Application of Genomics Big Data on the Cancer Cloud: Making Use of Difficult Data
The Institute for Systems Biology-Cancer Genomics Cloud (ISB-CGC), one of three NCI Cloud Resources, has enabled researchers to share large genomic data sets stored by the NCI Cancer Research Data Commons. This data gets too big to scale, so a blend of computer science and biology is needed to properly access and appropriately run computations. The large size of the data necessitates use of the cloud and puts in place custom processes to manage and queue computations, as well as to parallelize and reconstruct them.

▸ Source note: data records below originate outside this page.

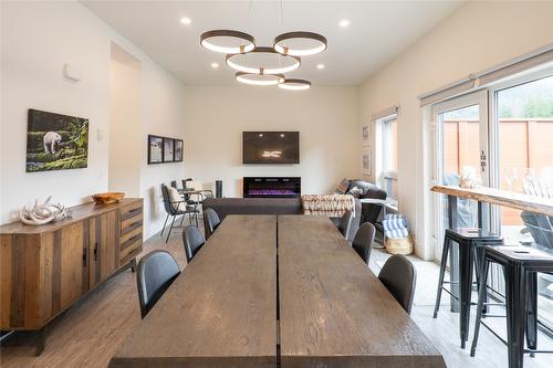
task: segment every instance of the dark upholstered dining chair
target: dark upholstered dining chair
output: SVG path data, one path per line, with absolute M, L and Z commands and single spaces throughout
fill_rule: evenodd
M 375 227 L 371 222 L 365 222 L 359 227 L 352 242 L 353 249 L 367 265 L 371 259 L 373 241 L 375 240 Z
M 153 251 L 140 259 L 136 271 L 136 284 L 143 318 L 179 274 L 177 261 L 167 251 Z
M 382 267 L 378 278 L 405 312 L 410 314 L 417 282 L 417 273 L 413 263 L 405 255 L 393 255 Z
M 217 227 L 221 223 L 219 215 L 212 208 L 208 208 L 204 211 L 204 227 L 206 232 L 206 239 L 209 239 Z
M 205 243 L 206 240 L 197 227 L 185 227 L 182 231 L 182 245 L 185 246 L 186 262 L 190 263 Z
M 161 196 L 164 199 L 165 212 L 167 213 L 167 215 L 165 217 L 164 227 L 161 228 L 161 233 L 160 233 L 161 236 L 164 235 L 165 227 L 167 225 L 167 220 L 169 219 L 169 217 L 173 217 L 171 224 L 169 228 L 169 233 L 167 234 L 167 239 L 165 240 L 165 242 L 167 243 L 169 241 L 169 236 L 171 235 L 173 227 L 175 225 L 175 219 L 177 218 L 177 215 L 182 215 L 182 218 L 180 219 L 180 225 L 182 225 L 182 221 L 185 220 L 186 214 L 190 217 L 189 218 L 190 223 L 192 221 L 191 215 L 192 214 L 196 215 L 196 223 L 198 223 L 198 218 L 197 218 L 198 210 L 194 206 L 188 206 L 185 200 L 177 202 L 171 201 L 169 197 L 169 190 L 167 189 L 166 185 L 161 185 Z
M 349 228 L 352 227 L 352 219 L 353 219 L 352 211 L 345 211 L 344 214 L 342 214 L 342 218 L 340 219 L 338 230 L 345 238 L 347 238 L 347 234 L 349 233 Z

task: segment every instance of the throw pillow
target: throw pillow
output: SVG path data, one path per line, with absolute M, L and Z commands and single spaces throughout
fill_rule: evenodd
M 178 190 L 173 187 L 167 187 L 169 192 L 169 200 L 171 201 L 171 207 L 175 211 L 178 211 L 181 203 L 176 203 L 182 201 L 182 197 L 178 193 Z
M 336 188 L 336 194 L 345 194 L 347 191 L 347 187 L 349 187 L 349 180 L 346 178 L 342 179 L 342 181 L 338 183 L 338 187 Z
M 363 196 L 363 189 L 353 187 L 347 193 L 355 198 L 361 198 L 361 196 Z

Dr. John Torcivia will present an application on the ISB-CGC where whole genome sequencing (WGS) was used to generate variant calls for downstream research. Custom processes were put into place to manage and queue the computations and parallelize and reconstruct them properly. The resulting open source workflow allows for adaptation to other pipelines, and the WGS variant data are being made available to qualified researchers in the ISB-CGC.
This webinar is part of the Containers and Workflows Interest Group webinar series hosted by NCI CBIIT.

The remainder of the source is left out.